I highly recommend giving Dario's essay a read. It's a relatively long piece, but it's refreshing to see a tech CEO engage seriously with the downsides and risks of AI rather than leading with product announcements. He's still deeply optimistic about AI's potential, so if you're looking for a skeptical take, this isn't it. But the optimism feels earned rather than performed. By comparison, the other pieces on this list read more like PR: long on vision and short on self-examination in my opinion.

Assessments

Write a fictional blog post entitled "The Future of AI in Research." Make 3 custom chatbots that you instruct to role-play as 3 different professionals: a big tech CEO, an environmental specialist, and a leading scientist in your field. You will create these 3 different chatbots, provide them documents and whatever instructions you think are appropriate, and then interact with each chatbot and perform a fake interview. After generating these fake interviews, use all the tools we've learned in this class to write your article. Make sure to use quotations from your interview in the article.

Given this was a final project, I wanted to capture as many artifacts of my students' interaction with AI as possible. A final product was going to look polished with AI's help, but I wanted to assess how deeply students thought about the instructions they gave to their chatbots and I wanted to see how they questioned those bots as well. To capture as much of this as possible, I provided them with the following template.

General takeaways

What students took from the course

One question I asked my students at the end of the course was whether or not they felt optimistic about AI-use in the future, and I received varying responses here. Some students had their eyes opened to a new future of knowledge work while others still had major concerns about the effect of AI on entry level workers, human creativity, and the environment. But one comment stood out to me: one student was very happy that we were having these conversations now. There are some things that we, as individual users, cannot control regarding the future of AI. But it's so important to have exposure if you want to have an informed opinion.
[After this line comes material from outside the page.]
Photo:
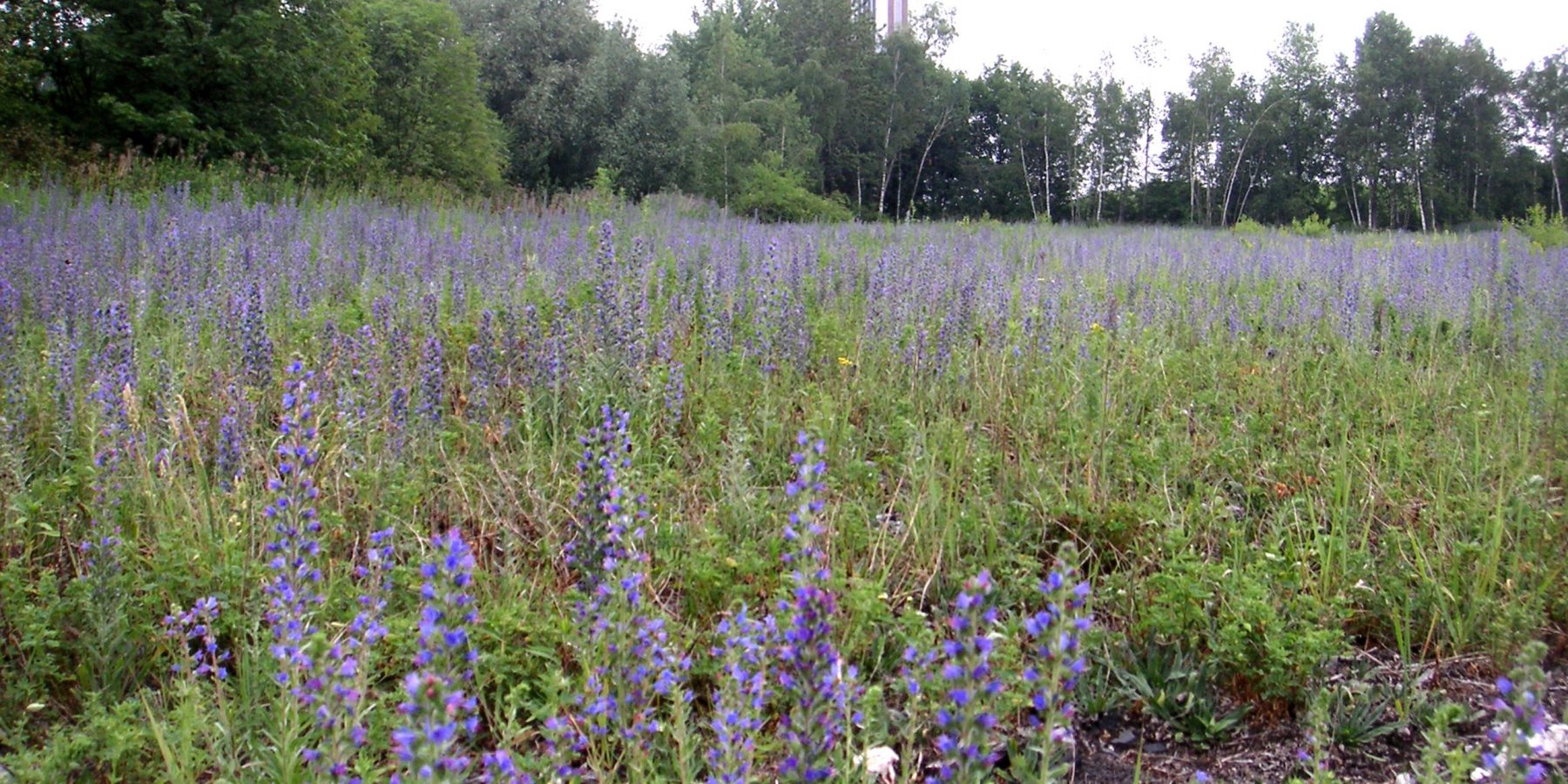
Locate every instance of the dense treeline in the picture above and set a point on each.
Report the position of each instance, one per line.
(791, 109)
At the end of the course, I think it was clear to my students that using AI is both easier (e.g., the technical skills of making a custom chatbot) and more difficult (e.g., providing chatbots with the best context for the best output) than expected.

What I would change in the future

Initially, I was very hesitant about going through the background information of how LLMs work, but given the many questions about how hallucinations occur, I think it would be a great service to my students to dive into this deeper. These students are likely not going to become AI engineers, but many felt unresolved tension surrounding "why AI's lie" and "what does it actually mean to train an LLM." Additionally, many students mentioned that they would have appreciated more time to discuss the dark side of AI. We briefly talked about the environmental impact, but I did not have enough time to get into what we currently know about the ethics of where these data come from (stolen work and underpaid work from third-world countries), how AI has negatively affected work productivity (work slop and falling asleep at the wheel), how AI has negatively affected knowledge workers (AI brain fry), the nation's response to more data centers, etc. There's also so much that has happened recently with AI agents in the past year, that I truly think we've moved from "cool product demos" to "useful tools."
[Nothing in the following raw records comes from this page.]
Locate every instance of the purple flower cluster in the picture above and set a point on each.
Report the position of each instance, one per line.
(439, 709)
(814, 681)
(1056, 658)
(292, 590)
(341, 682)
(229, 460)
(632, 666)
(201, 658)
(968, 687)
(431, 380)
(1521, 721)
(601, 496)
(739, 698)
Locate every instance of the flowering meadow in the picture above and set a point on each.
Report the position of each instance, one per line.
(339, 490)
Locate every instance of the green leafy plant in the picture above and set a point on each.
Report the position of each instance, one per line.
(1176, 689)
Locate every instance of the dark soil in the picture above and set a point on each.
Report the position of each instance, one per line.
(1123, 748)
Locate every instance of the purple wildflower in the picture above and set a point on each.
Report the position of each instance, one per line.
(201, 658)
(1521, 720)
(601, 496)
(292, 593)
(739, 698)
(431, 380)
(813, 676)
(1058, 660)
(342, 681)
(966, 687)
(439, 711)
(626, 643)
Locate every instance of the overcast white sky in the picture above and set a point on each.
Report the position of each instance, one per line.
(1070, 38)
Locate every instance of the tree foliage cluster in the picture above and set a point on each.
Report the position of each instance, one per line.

I think the core of this course would stay roughly the same though. My major goal for this whole course was to show my students that there can be a future where humans can work with AI collaboratively. General public sentiment about LLMs currently fall in the AI doomerism camp. And while there many good reasons to be cautious of this technology, I don't think it serves our best interest to be afraid of it. This technology is here, and in the right hands and with the right training, this technology can be very powerful and impactful. My hope is that if we continue to educate ourselves and others about this technology, that power will be distributed among the masses and not concentrated in a handful of big tech companies.